Twenty-five years ago, we never would have thought that anything but a Polaroid camera could give you the instant gratification of seeing your photograph seconds (well, a minute) after clicking the shutter button. But today, viewing your image on the LCD screen of a camera a few seconds after shooting is now de rigueur in our photographic society.
I often reminisce with friends and colleagues about “the good old days.” What now seems to be a dying trend, when we would load a roll of Kodachrome 64 in the back of a Pentax K1000 or Canon EOS 1, and utilize only a light meter and instincts to craft a great image. There was an art to understand the relationship between color, contrast, and light. Mixing it with composition and adding a dash of luck when you experimented. Today it’s a new game, written in ones and zeros.
In our analog days, we’d come home from a shoot with a fanny pack full of exposed rolls of film. The next day, we’d process the images in the lab, or in later years, drive to the local lab, as processing 40 + rolls of film can be daunting in a small studio. From the time we depressed the shutter button, to when the slides were spread across the light table was measured in days, not seconds.
Sorting was done manually, with “bad” images being unceremoniously tossed into the trash can. Those images we deemed “worthy,” were carefully placed in slide sleeves, cataloged and indexed before being hung in a file next to its hundreds of brethren.
Then there was my Mom. She used a Keds shoe box.
Today, my file cabinets have a layer of dust, replaced by hard drives in a server, redundantly backed up to a Drobo data robot, and a third copy in “the cloud.” Images that aren’t up to snuff are deleted, and memory cards reformatted, which means I save thousands of dollars per year with 35mm film and developing out of the equation. I have an efficient workflow and key wording system in place, where I can find any image in a matter of minutes. It’s not quite as easy as locating an image from my slide collection, I know which drawer to pull and which section it’s located in – I can pull it in seconds.
While I miss working in the darkroom (although my lungs and fingers do not miss the fumes and occasional contact with D76 developer and fixer), the digital equivalent is much faster, more precise and you don’t have to work with chemicals!
However, the digital darkroom does have its downfalls. Gone are the days of burning and dodging the light cast from the enlarger in an effort to make the perfect print; the anticipation from an exposed piece of paper as it floats in a tray of developer, the image ghosting to life; and the worry of someone opening the door to the darkroom while you’re exposing the paper! The biggest issue I’ve faced (as well as a myriad of other shooters) today is the death of a drive full of images, especially if it had not been recently backed up.
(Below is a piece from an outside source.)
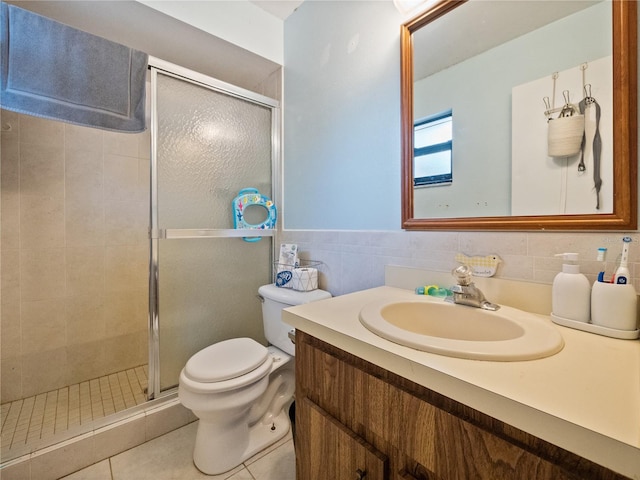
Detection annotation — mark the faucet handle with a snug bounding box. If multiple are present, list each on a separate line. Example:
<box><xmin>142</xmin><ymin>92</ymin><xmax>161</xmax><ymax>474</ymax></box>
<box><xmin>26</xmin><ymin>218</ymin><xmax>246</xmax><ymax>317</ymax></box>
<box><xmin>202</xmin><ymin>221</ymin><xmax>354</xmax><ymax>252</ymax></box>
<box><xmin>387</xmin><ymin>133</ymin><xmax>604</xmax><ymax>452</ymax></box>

I learned a long time ago that it’s not a matter of if a drive will fail, but when.
Recently, we experienced another form of digital frustration: The self-rebooting computer, AKA the Blue Screen of Death. With help from error logs, we traced the problem not to a hardware issue, or a software problem, but an image size issue. With today’s big megapixel cameras and raw processing, I routinely work with images in the 900 MB to 1.2 GB file size range. This particular machine was older, running Windows XP Professional. It has 8GB of RAM, but XP can only “see” or use 4GB, so it was literally choking on the large files, and shutting itself off as a form of protection. When this machine was built, my file sizes were about 360MB, so it ran like a champ. Not so much today. Hence its probable future role as an Umbuntu-running-kick-ass photo server.
As I’ve found in my journey through the digital realm, shooting with film was less complicated, but carried a fair level of stress, especially when the lab called to tell me there had been a “issue” while developing my slides (read: the processing machine broke down while the film was in the developer).
Do I miss the old days of photography? Sure I do. Would I ever go back to film full time? No way in h-e-double-hockey-sticks. With digital, you deal with then anxiety of drive failure or the computer wigging out. However, with backups and drive images, digital is really the way to go.